Dodaje, że wysokość dotacji dla osób fizycznych na wymianę "kopciucha" została już zwiększona w tym roku z 7 do 12 tysięcy złotych dla osób indywidualnych. - W planach mamy dalsze zwiększenie wsparcia dla działań mieszkańców związanych z ochroną powietrza - zapowiada rzeczniczka.
I podkreśla, że urzędników o kopciuchach będą informować też na przykład kominiarze. To w ramach rządowego, pilotażowego projektu ZONE, do którego dołączyła stolica. - Kominiarze mają odpowiednie informacje dzięki prowadzonym we wszystkich budynkach corocznym kontrolom. Planujemy także zaangażowanie do tego procesu straży miejskiej i innych naszych partnerów - mówi Wiśniewska.

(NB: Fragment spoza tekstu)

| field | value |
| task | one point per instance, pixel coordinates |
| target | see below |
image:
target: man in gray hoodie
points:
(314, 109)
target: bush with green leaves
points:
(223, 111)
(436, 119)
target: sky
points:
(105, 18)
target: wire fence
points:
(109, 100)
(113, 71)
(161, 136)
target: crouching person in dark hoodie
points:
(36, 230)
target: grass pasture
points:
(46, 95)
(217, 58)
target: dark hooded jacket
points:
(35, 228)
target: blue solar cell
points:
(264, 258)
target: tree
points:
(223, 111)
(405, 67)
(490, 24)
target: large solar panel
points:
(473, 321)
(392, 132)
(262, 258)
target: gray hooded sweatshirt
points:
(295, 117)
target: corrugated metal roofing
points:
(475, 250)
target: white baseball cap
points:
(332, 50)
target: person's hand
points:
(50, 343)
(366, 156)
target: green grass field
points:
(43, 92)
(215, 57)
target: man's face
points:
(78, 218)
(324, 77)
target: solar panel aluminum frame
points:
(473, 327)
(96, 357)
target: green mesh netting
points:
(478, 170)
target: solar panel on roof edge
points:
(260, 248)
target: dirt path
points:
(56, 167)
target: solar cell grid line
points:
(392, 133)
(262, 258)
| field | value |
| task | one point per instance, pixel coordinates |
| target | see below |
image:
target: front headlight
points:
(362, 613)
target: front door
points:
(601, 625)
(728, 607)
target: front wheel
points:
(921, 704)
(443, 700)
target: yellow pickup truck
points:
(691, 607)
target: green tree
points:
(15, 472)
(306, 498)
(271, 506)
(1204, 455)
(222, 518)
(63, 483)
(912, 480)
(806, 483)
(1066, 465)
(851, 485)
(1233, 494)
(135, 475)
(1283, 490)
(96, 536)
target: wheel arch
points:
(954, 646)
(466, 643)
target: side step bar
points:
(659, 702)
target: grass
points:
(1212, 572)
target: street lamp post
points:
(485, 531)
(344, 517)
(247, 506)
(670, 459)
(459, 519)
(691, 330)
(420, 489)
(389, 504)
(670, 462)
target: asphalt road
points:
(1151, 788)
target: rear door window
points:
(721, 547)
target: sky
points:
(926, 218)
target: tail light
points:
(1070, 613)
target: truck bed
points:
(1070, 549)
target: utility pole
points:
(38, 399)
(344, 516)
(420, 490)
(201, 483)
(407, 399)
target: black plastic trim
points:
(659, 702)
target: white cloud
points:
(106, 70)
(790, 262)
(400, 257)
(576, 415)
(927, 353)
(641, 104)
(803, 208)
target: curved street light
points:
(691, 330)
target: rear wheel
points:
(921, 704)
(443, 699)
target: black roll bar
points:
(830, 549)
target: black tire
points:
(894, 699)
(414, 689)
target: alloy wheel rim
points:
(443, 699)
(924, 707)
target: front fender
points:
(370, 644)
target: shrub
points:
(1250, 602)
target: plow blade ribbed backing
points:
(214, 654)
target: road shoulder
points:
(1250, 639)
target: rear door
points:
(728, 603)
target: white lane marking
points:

300 milionów na walkę ze smogiem
W 2019 roku powstało stołeczne Biuro Ochrony Powietrza i Polityki Klimatycznej. Jednym z głównych celów tego oddziału jest poprawa jakości powietrza w Warszawie za pomocą likwidacji pozaklasowych pieców i palenisk na paliwo stałe. A do tego, jak zwracają uwagę urzędnicy, potrzebne jest między innymi zakończenie trwającej inwentaryzacji nieekologicznych kotłów. Na realizację warszawskiego programu "Walka ze smogiem" przeznaczono kwotę 300 milionów w latach 2019-2022.